Faz Haq, the centre manager at the Bangladesh Youth Organization, who has worked at the community group since it was created in 1982, was diagnosed with type two diabetes a few years ago.
He has a different view and says the advice he was given by his doctor was easy to follow and that he understood the seriousness of having to change his eating patterns to bring his diabetes under control.
Mr Haq, said: “I found out that I had diabetes a few years ago. It was quite a shock as I am quite active. I used to play sports and now I do a lot of walking. When I was first diagnosed the GP gave me advice, which I followed.
“You have to take your diagnosis seriously otherwise the consequences can be very bad. I manage my diabetes through my diet, exercising, and taking my medication. I also work as much as I can, avoiding red meat and eating mostly chicken and vegetarian food.”
Daksha Chauhan-Keys, an independent consultant at DC Keys Consultancy, is the director of a non-profit organisation, Pathway to Wellness Ltd, that provides health and wellbeing sessions to people in the South Asian community, specialising in diabetes support in Hindu Temples.
She said that elders have been excluded from accessing help as provisions are held digitally, and nutrition programmes to help with type two diabetes are often not translated into different languages and do not include advice for the South Asian diet.
Mrs Chauhan-Keys, said: “We found that when everything closed during the first lockdown, most services transitioned to online platforms but that many in our community do not have digital skills to access help.
“The five directors of the CIC have experience with having parents diagnosed with diabetes, dementia and other ailments. We found that our parents were not given help or advice or signposted to other services, they were put on medication straight away.
“GPs are very quick to diagnose but often do provide information on the help that is available out there. We found that some of the nutrition education programmes are either held remote or just in English. We also found that the programmes do not include advice on the Asian diet. So, our events with clinicians help to bridge the gap.”
In December, Diabetes UK announced the launch of its ground-breaking partnership with the local NHS in Bradford to “to tackle the diabetes crisis head on.”

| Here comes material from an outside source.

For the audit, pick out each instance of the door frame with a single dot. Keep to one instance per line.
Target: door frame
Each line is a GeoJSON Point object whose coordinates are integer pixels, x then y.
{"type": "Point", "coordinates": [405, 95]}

Clare Howarth, Head of the North of England at Diabetes UK said: “Diabetes is a serious condition, requiring constant management. Without the right treatment, care and support, the condition can lead to devastating, life-altering complications – including heart attack, kidney failure, stroke, foot disease and blindness. But we know that with the right care and support, diabetes complications can be avoided, and cases of type 2 diabetes can be put into remission or prevented altogether.
“Through our partnership with Act As One, we want to build on some of the brilliant work already happening across Bradford and Craven to support the over 44,000 people living with diabetes and the thousands more who are at risk of type 2 diabetes. We know that by working together we maximise our ability to tackle the diabetes crisis and work towards a world where diabetes can do no harm.”